Sadly for our hapless hero the focus of their communication was not a 'Tom' at all and therefore by their very (still eye contact-less) encounter had caused a sense of impotent and uncared for ill-being. What made it worse was perhaps the ignoring of the faux pas and this was the moment when the cherry was firmly affixed to the cake (which had by them been wonderfully baked and iced)! Mind you, the cake was then wrapped and presented to [not Tom] as he was told that transferring to a different school was a mistake for a number of reasons, namely:

i. it was a different school (yes  - that was the idea behind them leaving!)

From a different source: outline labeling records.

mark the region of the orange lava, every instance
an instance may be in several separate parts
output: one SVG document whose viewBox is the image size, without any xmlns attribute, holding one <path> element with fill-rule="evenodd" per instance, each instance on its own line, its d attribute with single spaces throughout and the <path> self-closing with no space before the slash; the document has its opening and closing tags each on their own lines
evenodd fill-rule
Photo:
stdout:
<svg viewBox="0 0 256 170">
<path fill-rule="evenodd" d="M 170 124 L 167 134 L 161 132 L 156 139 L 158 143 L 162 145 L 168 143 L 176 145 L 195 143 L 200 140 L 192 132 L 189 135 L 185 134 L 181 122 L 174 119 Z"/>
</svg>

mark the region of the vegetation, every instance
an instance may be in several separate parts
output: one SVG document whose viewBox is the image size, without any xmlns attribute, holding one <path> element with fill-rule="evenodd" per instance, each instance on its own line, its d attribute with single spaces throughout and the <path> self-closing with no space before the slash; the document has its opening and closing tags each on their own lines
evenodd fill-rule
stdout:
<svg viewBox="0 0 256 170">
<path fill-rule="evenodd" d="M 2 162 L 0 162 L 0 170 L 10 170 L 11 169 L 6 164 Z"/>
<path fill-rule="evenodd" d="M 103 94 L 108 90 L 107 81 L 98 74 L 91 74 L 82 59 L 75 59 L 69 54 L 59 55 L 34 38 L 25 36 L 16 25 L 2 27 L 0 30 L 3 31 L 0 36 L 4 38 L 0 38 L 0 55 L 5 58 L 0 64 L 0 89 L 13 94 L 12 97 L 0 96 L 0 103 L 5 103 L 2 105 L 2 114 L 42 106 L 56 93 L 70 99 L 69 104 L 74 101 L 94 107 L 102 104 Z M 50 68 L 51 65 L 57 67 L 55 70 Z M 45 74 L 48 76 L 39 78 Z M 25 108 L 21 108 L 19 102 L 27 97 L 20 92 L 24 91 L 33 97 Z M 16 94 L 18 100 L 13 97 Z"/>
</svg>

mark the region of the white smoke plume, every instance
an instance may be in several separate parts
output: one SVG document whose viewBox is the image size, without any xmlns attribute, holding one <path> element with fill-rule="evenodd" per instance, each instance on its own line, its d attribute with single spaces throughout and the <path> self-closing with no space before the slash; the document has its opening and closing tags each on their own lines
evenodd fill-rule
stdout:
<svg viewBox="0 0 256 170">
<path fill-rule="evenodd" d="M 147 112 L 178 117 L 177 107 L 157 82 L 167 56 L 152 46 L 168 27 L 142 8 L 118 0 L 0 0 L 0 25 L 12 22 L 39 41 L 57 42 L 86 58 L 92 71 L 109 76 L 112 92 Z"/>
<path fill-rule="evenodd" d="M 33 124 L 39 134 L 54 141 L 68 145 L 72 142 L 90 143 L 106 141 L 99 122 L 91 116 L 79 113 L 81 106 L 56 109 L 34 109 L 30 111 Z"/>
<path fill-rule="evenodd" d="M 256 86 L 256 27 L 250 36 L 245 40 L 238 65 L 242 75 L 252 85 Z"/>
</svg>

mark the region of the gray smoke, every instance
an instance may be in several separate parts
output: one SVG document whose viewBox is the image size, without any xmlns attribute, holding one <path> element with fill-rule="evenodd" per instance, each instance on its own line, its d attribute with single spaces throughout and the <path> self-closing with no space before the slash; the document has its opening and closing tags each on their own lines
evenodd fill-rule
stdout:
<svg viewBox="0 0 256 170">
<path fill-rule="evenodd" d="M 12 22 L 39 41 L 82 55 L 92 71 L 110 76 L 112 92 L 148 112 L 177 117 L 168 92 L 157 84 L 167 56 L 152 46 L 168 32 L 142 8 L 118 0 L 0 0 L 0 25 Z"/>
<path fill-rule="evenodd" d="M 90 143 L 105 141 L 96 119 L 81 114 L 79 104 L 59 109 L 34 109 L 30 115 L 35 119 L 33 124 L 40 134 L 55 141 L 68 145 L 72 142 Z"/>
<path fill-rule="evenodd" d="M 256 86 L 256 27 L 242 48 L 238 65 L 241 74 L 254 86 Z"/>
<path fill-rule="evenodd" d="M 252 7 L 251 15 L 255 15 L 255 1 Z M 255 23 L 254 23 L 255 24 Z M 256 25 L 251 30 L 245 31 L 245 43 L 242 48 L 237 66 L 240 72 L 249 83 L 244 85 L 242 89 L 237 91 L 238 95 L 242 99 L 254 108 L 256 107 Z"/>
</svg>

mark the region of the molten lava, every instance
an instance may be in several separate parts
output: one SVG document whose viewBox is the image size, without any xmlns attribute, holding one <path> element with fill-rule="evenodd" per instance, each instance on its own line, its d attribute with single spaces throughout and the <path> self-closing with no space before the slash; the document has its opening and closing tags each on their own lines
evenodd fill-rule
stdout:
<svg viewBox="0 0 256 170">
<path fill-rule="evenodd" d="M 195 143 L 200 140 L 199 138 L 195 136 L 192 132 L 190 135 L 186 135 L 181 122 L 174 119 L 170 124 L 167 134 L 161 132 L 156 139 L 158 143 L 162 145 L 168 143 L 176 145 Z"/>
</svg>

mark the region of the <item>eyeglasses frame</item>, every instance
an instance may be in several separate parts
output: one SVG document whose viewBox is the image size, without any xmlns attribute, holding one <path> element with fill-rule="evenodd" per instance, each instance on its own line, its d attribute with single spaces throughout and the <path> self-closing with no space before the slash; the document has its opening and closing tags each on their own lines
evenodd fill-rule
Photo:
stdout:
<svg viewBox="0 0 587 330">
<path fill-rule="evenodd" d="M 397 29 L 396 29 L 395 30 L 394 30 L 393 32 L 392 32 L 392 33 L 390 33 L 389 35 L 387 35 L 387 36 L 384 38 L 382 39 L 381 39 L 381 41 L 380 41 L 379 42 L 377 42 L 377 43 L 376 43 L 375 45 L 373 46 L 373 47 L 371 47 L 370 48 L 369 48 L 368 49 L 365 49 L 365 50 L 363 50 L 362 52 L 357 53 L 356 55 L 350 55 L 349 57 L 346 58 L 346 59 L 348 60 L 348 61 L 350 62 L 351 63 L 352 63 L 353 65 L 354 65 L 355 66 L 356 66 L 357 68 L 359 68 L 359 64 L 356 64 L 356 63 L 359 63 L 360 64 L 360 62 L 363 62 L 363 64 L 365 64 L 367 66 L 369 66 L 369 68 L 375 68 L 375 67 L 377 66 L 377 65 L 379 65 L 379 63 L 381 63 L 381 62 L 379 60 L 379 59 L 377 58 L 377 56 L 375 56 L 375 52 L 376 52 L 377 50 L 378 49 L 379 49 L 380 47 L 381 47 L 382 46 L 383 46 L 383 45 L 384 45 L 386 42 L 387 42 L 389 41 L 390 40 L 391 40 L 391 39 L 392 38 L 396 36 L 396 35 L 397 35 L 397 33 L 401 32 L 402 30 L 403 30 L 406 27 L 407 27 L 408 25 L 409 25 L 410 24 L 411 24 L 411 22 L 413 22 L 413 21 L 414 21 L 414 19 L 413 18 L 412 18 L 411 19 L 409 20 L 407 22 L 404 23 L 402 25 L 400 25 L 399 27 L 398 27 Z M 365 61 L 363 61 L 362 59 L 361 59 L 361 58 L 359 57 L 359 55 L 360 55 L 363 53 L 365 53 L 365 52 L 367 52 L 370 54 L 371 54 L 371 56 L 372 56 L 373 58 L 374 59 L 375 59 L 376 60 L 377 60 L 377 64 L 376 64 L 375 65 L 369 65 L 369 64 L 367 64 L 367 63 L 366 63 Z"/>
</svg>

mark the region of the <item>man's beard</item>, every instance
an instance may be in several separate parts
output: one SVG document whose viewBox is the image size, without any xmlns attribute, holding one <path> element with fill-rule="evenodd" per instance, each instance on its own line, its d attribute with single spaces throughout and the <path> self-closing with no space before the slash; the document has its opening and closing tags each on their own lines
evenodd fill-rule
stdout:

ii. they'd never worked at a better school than the one being left (is that reflection of the school, the teacher or perhaps both?)

iii. it was further away from the school they were leaving (distance is sometimes a great thing)

Now contrast that with the response the same person got at the target school:

Having arrived for the first time to register the head of school, who was merely passing by, stopped and acknowledged them by name (using the words, 'I assume you're [not Tom]!') and engaged them with eye contact and a smile.

Since this is a parable for Church I have to ask you:

If you were [not Tom] which school would you choose?

If we changed school for church would anyone notice?


Buried a member of a local church recently and they hadn't been visited by their Vicar (even though the family had requested one) - not even once during the time they'd been in hospital or a nursing home (and this was a significant period).

Eye contact - can we look people in they eyes (do we?)

Names - do we know the names of those who come to our churches?

Do we know what's going on in the lives of those around us so we can be engaged, helping and praying?